Is that really a surprise Cat? Ask each individual if you think their own tax should be raised and they will tell you 'No, they pay enough'.... But flip that question to do you think that taxes on "the rich" should be raised and resounding "Hell Yeah" will be the come back...Just another case of raise the other guy, but not mine.
Look, this narrative that the rich are getting richer is just plain wrong. Let's take a look at all socio-economic levels for the decades you want us to focus on and even at the lower levels of that, I think you'd find that the poor in this country has a standard of living that is greater than in decades past. And one that the world looks at as not poor at all.
Trickle down economics has been the policy the GOP has promoted for the last 30 years, and still promotes to this day, despite its failure! It worked well for those at the top but didn't trickle down to the middle class.
Yeah? well how is this class warfare working out for us? Business doesn't know what they'll be slapped with in terms of taxation, and regulation so they are on the sidelines squirreling their money away and not hiring....At least with 'supply side economics' created the greatest boom in hiring that lasted some 20 years...Socialism fails.
A third of the 47% are seniors, the remainder don't make enough money to pay a great deal in taxes.
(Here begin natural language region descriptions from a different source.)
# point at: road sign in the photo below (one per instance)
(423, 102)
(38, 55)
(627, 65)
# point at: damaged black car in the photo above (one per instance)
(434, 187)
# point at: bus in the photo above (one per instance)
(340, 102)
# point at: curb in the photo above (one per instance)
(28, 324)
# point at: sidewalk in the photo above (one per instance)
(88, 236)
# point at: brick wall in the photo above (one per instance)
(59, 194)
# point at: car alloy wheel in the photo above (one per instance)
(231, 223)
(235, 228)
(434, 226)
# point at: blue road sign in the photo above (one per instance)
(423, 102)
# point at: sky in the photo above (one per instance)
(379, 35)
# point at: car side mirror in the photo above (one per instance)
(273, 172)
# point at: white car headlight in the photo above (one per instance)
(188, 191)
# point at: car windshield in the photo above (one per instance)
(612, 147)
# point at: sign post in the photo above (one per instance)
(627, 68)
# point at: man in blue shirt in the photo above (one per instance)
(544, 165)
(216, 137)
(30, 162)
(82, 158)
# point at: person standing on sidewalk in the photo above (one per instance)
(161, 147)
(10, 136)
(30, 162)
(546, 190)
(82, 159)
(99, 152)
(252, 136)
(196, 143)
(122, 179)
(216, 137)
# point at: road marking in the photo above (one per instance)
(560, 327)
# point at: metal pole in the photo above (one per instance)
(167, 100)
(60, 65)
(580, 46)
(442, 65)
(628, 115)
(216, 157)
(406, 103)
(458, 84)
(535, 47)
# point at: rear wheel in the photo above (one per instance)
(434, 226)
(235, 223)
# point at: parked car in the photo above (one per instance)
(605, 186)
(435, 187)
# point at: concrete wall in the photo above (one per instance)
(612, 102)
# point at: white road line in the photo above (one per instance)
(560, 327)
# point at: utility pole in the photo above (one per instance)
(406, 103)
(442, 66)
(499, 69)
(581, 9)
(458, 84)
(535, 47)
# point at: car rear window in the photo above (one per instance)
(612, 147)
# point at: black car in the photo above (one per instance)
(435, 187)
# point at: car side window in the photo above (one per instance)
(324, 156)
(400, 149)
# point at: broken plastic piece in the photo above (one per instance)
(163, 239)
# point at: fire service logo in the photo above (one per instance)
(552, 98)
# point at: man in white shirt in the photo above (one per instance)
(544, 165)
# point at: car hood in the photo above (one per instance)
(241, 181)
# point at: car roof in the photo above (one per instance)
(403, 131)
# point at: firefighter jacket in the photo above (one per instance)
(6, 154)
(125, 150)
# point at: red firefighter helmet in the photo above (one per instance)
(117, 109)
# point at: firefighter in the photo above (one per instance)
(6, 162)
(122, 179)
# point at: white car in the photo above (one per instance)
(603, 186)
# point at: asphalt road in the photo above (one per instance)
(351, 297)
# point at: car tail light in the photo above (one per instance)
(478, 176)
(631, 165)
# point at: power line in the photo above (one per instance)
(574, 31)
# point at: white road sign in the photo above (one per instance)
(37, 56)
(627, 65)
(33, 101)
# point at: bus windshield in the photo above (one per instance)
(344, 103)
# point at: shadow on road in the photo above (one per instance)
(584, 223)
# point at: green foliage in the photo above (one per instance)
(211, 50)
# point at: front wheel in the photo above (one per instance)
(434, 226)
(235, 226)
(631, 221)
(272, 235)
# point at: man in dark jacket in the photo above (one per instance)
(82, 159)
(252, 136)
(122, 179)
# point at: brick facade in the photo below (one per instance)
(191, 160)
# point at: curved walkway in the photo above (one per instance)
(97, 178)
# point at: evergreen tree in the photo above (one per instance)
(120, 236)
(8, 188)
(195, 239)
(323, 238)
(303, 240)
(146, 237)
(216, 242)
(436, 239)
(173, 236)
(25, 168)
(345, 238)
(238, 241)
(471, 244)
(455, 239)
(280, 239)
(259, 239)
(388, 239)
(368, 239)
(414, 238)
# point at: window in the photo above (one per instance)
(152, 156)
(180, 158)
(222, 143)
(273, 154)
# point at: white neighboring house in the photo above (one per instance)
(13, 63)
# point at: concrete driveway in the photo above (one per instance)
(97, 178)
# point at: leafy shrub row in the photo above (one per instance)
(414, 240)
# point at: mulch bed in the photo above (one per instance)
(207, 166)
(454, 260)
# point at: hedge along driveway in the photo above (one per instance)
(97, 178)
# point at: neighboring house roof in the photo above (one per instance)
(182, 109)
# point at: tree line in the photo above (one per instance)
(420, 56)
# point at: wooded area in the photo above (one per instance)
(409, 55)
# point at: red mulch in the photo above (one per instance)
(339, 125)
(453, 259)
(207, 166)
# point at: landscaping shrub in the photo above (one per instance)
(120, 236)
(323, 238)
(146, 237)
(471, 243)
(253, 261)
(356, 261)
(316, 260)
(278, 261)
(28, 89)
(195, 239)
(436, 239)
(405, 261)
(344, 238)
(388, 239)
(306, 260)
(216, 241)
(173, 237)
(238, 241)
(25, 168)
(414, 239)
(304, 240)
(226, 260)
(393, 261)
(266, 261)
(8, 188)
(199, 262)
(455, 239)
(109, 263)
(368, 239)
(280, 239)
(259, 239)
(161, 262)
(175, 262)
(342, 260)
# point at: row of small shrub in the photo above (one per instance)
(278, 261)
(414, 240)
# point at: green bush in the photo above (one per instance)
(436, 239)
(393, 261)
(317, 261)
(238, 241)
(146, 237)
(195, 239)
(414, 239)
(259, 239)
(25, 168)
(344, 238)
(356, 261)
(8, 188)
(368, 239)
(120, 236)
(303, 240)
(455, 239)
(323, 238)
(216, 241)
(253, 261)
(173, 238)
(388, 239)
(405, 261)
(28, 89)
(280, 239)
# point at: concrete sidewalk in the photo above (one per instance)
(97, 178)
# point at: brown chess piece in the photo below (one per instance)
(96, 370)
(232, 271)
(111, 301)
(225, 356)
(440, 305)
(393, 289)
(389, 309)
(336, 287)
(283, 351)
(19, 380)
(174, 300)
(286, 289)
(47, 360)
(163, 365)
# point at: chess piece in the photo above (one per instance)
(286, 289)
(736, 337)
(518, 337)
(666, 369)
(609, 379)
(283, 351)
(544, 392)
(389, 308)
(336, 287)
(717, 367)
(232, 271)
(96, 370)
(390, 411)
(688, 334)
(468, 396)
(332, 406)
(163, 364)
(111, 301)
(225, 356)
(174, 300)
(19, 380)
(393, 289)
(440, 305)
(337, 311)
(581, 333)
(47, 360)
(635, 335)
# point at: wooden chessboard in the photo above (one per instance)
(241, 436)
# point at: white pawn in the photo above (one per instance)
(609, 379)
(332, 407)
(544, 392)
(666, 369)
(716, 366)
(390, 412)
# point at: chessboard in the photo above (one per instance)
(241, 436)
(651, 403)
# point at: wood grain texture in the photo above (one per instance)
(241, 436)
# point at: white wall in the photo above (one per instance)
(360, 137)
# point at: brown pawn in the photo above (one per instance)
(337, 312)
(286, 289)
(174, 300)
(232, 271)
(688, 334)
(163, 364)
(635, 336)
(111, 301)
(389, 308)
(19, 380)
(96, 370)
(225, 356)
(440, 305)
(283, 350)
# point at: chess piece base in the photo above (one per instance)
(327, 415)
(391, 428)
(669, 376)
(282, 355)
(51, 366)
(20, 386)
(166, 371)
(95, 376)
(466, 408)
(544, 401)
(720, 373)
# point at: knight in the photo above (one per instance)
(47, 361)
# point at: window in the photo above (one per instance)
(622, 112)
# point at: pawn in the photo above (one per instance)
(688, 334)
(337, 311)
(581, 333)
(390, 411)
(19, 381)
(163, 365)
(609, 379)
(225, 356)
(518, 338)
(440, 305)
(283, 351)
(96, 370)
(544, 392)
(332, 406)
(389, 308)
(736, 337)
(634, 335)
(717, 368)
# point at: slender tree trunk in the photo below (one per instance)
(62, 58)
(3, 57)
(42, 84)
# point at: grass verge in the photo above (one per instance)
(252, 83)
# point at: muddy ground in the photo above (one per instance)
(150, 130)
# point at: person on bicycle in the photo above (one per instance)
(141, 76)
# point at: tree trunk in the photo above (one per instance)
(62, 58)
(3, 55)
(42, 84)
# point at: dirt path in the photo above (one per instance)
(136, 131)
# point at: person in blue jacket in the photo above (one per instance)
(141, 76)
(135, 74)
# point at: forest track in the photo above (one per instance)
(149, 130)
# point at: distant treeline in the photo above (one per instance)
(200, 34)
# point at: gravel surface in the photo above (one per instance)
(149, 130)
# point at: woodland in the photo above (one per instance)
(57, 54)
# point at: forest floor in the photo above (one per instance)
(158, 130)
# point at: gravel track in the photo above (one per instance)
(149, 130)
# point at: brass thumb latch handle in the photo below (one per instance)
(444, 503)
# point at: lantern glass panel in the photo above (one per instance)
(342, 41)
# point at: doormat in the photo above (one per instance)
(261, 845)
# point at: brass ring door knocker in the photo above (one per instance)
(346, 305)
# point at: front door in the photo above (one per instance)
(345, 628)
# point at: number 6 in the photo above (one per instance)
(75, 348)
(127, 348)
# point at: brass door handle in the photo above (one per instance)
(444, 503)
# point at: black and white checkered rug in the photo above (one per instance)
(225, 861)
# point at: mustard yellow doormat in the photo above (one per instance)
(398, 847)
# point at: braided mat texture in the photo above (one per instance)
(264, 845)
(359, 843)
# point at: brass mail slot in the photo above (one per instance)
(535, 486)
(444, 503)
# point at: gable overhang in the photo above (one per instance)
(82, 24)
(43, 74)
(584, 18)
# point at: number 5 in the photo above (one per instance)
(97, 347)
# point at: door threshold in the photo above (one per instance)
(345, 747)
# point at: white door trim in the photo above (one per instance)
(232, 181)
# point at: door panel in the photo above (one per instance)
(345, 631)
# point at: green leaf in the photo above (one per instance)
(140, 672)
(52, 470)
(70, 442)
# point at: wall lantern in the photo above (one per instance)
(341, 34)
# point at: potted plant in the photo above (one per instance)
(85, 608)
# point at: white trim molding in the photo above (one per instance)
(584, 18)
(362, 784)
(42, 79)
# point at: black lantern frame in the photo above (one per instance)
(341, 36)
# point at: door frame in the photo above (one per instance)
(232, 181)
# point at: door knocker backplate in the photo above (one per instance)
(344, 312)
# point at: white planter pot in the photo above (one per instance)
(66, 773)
If you want them to pay more taxes, they will need to be paid a living wage for full time work, which most conservatives seemed to be opposed to.
Living wage is a unicorn that will never be the realm of normal thinking, or reality. You want to talk about the gap in what American goods cost as compared to our competitors across the world and wage disparity is one factor that would only get worse if you start increasing a minimum wage standard that already kills jobs.
You need to study history. Our tax system is now less progressive than it was under Republican presidents Eisenhower, Nixon, and Ford.
History is left to historians, and facts are facts. We have a progressive tax system in this country that has only served to stoke class warfare, jealousy, and division like the pap you rattle off in here Cat. If you want a true look at history, then rather than cherry pick items, and dates to fit your narrative of what happened like Krugman does, you have be honest about it. Which I don't hold much hope for. I am for a flatter, fairer tax system that leaves everyone with skin in the game to quote Biden. Funny how liberal fairness picks winners and losers.